Battle of Vardanakert
| Date | c. 702/703 |
| Location | Vardanakert, North to the mountain Ararat, near the riverbanks of Araxes, Armenia |
| Result | Armenian victory |

Belligerents
- Umayyad Caliphate: Bagratuni family

Commanders and leaders
- Ostikan of Arminiya: Smbat VI Bagratuni

Strength
- 5,000: 2,000

= Battle of Vardanakert =

702 battle between Umayyad Caliphate and Bagratid Armenia

The Battle of Vardanakert was fought between an Arab garrison and Armenians in January 703. The Armenian prince Smbat VI Bagratuni defeated the 5,000-strong Umayyad army from the garrison in Nakhichevan. Struck by a surprise attack, the remaining Arabs fled to the river Araxes and either drowned or froze to death.

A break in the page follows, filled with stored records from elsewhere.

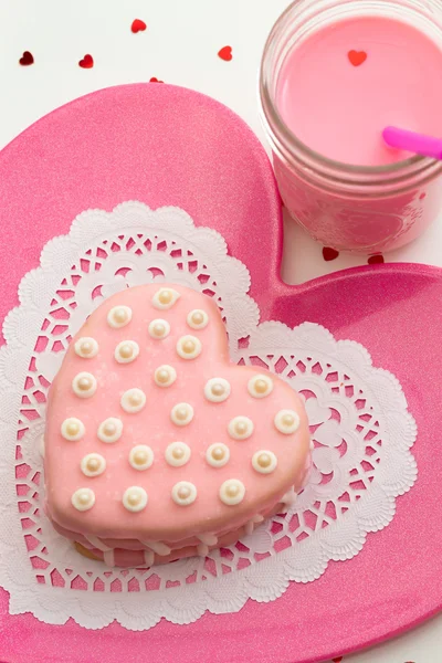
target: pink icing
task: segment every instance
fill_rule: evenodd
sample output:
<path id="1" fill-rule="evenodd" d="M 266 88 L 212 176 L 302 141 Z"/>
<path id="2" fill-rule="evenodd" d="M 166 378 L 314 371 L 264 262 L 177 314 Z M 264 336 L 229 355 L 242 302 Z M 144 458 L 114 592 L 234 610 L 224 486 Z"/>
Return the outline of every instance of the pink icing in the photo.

Smbat, chosen to rule by Byzantine commission, managed to re-conquer the majority of Armenia and drive the Arabs out of the country.

==Aftermath==
Despite this success, the Umayyad generals Muhammad ibn Marwan and Maslamah ibn Abd al-Malik soon restored Armenia to subject status. (Note: Macler states it was the Arab commander Qasim that invaded and reconquered Armenia.) Muslim control was secured by organizing a large-scale massacre of the princely families (nakharar) within the cathedral of Nakhchivan, which was burned, in 704.